Neither the champ nor the challenger had to be told to have a clean fight. Both had trained to be artificial intelligence (AI) tools that could predict the functions of enzymes based on their amino acid sequences. Both had demonstrated that they could go the distance even if a contest involved unstudied or poorly understood enzymes.
So, what was the outcome? By a decision … CLEAN! It attracted high scores for accuracy, reliability, and sensitivity. CLEAN, according to its creators at the University of Illinois Urbana-Champaign, promises to advance research in genomics, chemistry, industrial materials, medicine, pharmaceuticals, and more.
“Just like ChatGPT uses data from written language to create predictive text, we are leveraging the language of proteins to predict their activity,” said Huimin Zhao, PhD, a University of Illinois Urbana-Champaign professor of chemical and biomolecular engineering. “Almost every researcher, when working with a new protein sequence, wants to know right away what the protein does. In addition, when making chemicals for any application—biology, medicine, industry—this tool will help researchers quickly identify the proper enzymes needed for the synthesis of chemicals and materials.”
Zhao led the research team that developed CLEAN and evaluated its performance. The team’s results appeared in the journal Science, in a paper titled, “Enzyme function prediction using contrastive learning.”
“We present a machine learning algorithm named CLEAN (contrastive learning–enabled enzyme annotation) to assign enzyme commission numbers to enzymes with better accuracy, reliability, and sensitivity compared with the state-of-the-art tool BLASTp,” the article’s authors wrote. “The contrastive learning framework empowers CLEAN to confidently (i) annotate understudied enzymes, (ii) correct mislabeled enzymes, and (iii) identify promiscuous enzymes with two or more EC numbers—functions that we demonstrate by systematic in silico and in vitro experiments.”
With advances in genomics, many enzymes have been identified and sequenced, but scientists have little or no information about what those enzymes do, said Zhao, a member of the Carl R. Woese Institute for Genomic Biology at Illinois.

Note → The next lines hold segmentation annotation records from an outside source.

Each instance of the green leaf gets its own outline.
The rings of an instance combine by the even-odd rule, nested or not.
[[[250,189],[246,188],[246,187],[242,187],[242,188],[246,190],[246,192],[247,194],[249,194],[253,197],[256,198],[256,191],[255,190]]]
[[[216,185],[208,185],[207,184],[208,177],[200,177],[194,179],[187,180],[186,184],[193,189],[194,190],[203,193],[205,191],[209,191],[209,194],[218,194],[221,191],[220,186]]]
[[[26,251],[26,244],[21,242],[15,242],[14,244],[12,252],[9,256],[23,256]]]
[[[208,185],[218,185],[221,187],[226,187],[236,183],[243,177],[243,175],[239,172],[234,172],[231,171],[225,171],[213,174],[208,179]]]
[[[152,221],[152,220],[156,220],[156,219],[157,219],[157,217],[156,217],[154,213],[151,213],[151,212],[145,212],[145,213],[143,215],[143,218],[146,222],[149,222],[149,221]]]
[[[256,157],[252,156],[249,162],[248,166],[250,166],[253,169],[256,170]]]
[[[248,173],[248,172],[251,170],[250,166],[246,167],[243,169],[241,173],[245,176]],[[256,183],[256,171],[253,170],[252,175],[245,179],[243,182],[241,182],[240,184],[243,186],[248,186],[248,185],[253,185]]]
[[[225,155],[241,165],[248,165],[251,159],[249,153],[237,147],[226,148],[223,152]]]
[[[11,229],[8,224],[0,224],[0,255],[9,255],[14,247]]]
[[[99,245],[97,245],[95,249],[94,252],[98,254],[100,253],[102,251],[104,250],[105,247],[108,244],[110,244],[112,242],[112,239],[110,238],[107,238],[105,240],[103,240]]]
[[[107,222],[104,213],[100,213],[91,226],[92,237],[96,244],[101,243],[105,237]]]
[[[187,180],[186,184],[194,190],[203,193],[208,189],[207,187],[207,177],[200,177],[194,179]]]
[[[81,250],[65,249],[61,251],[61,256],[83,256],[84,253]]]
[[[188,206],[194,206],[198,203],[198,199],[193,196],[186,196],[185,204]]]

Other computational tools try to predict enzyme functions. Typically, they attempt to assign an enzyme commission number—an ID code that indicates what kind of reaction an enzyme catalyzes—by comparing a queried sequence with a catalog of known enzymes and finding similar sequences. However, these tools don’t work as well with less-studied or uncharacterized enzymes, or with enzymes that perform multiple jobs, Zhao said.
“We are not the first one to use AI tools to predict enzyme commission numbers, but we are the first one to use this new deep-learning algorithm called contrastive learning to predict enzyme function. We find that this algorithm works much better than the AI tools that are used by others,” Zhao said. “We cannot guarantee everyone’s product will be correctly predicted, but we can get higher accuracy than the other two or other three methods.”
The researchers verified their tool experimentally with both computational and in vitro experiments. They found that not only could the tool predict the function of previously uncharacterized enzymes, but it also corrected enzymes mislabeled by the leading software and correctly identified enzymes with two or more functions.
Zhao’s group is making CLEAN accessible online for other researchers seeking to characterize an enzyme or determine whether an enzyme could catalyze a desired reaction.
“We hope that this tool will be used widely by the broad research community,” Zhao said. “With the web interface, researchers can just enter the sequence in a search box, like a search engine, and see the results.”
Zhao said the group plans to expand the AI behind CLEAN to characterize other proteins, such as binding proteins. The team also hopes to further develop the machine-learning algorithms so that a user could search for a desired reaction and the AI would point to a proper enzyme for the job.
“There are a lot of uncharacterized binding proteins, such as receptors and transcription factors. We also want to predict their functions as well,” Zhao said. “We want to predict the functions of all proteins so that we can know all the proteins a cell has and better study or engineer the whole cell for biotechnology or biomedical applications.”